В столовой я заметил такие же взгляды и улыбки со стороны совершенно незнакомых людей. Эго заставило меня быть более непринужденным, чем когда-либо, я нарочно громко говорил, задавал соседям ненужные вопросы. Отвечали мне неохотно, сторонились меня, как зараженного. Я не понимал, что это значит, но мне все-таки было не по себе.

Часам к двенадцати дня приехал Витман. Он был чем-то озабочен и смотрел на меня с сожалением. Я не понимал ни его озабоченности, ни его взглядов, а он долго не мог начать разговора и начал его издали.

— Поверьте мне, — сказал он, — я ваш первый и лучший друг.

Я ответил, что никогда не сомневался в искренности его дружеских чувств.

— А вы подводите меня, — с упреком сказал он.

Я выразил неподдельное изумление. Витман поднял на меня бесстрастные глаза.

— Вы ничего не знаете? — спросил он. — Вы не знаете, что нарушили один из важнейших законов нашей республики?

— Что вы говорите? Какой закон?

Я искренно не знал за собой никакой вины.

— А ваше знакомство с классовыми врагами?

— Какими врагами?

В первую минуту я не понял, на что намекает Витман.

— Не притворяйтесь, — оборвал он, — вспомните лучше, где вы были вчера вечером!

Я невольно покраснел. Витман победоносно посмотрел на меня сквозь монокль.

— Ну и что же из того? — сухо возразил я.

— Вы не должны больше этого делать, — сурово ответил он.

Меня взорвало:

— Вы мне запретите?

«Жидкая мразь, да я растопчу тебя в одну минуту», — думал я.

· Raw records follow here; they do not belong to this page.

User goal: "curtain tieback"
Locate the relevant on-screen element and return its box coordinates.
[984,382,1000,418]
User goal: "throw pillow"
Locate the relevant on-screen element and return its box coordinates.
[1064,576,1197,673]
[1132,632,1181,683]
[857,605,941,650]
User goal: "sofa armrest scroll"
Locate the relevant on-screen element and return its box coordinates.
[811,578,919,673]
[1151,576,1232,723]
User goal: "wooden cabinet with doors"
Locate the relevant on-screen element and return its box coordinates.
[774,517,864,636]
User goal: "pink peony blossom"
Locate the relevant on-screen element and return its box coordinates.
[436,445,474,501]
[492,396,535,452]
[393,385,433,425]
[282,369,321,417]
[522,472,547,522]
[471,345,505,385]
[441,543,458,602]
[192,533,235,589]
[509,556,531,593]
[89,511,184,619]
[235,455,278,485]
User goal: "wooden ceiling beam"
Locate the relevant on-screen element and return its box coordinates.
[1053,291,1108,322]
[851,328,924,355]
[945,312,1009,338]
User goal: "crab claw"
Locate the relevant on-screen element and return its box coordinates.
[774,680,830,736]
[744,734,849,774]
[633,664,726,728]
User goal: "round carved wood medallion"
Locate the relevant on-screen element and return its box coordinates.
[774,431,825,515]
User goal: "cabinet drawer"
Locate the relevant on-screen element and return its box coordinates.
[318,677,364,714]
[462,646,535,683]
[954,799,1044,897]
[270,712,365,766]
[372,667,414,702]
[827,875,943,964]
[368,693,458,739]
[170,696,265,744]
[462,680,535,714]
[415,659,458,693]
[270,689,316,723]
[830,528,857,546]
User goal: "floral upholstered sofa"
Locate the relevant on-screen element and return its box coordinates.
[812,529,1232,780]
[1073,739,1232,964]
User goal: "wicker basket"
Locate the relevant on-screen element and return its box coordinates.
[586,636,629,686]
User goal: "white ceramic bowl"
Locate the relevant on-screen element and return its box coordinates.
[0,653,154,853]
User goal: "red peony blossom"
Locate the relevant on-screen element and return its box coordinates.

Меня возмутило вмешательство постороннего человека в мою личную жизнь. И потом — откуда он узнал об этом? Следил, что ли?

Он понял мое настроение:

— Да, я имею право запретить вам. И мне, именно как вашему ближайшему другу, поручено сообщить об этом.

Он сильно напирал на слово «поручено».

«Вот как, — подумал я, — кто-то уже успел обсудить мое поведение и вынести приговор!»

Все это по весьма понятным причинам только раздражало меня.

— А мне плевать на ваше запрещение! — грубо ответил я.

Я думал, что он ответит еще большей грубостью — такие разговоры не были редкостью среди подпольных работников в царское время. И тогда товарищи следили друг за другом и останавливали друг друга, если казалось, что один из них делает ложный шаг. Но тогда шла упорная борьба. Этой борьбе мы должны были отдавать все свои силы, без остатка, — а теперь?

Но мое воодушевление снова пропало даром. Витман не ответил на мою грубость. Вместо этого он вынул из кармана записную книжечку, сделал в ней какую-то отметку и просто сказал:

— А теперь пойдемте в клуб. Я выполнил свою обязанность и больше не возвращусь к этому вопросу.

Его хладнокровие до того поразило меня, что я подчинился беспрекословно. Я пошел в клуб, выслушал скучнейшую проповедь, подошел после обедни к даме из девятого номера. Та смотрела на меня с сочувствием — она, вероятно, тоже знала, что я совершил нехороший поступок, но не осуждала, как другие, а жалела меня.

«Вот видите, — как будто говорила она, — до чего доводит одиночество». Я ждал продолжения неоконченного в прошлое свидание разговора и не ошибся.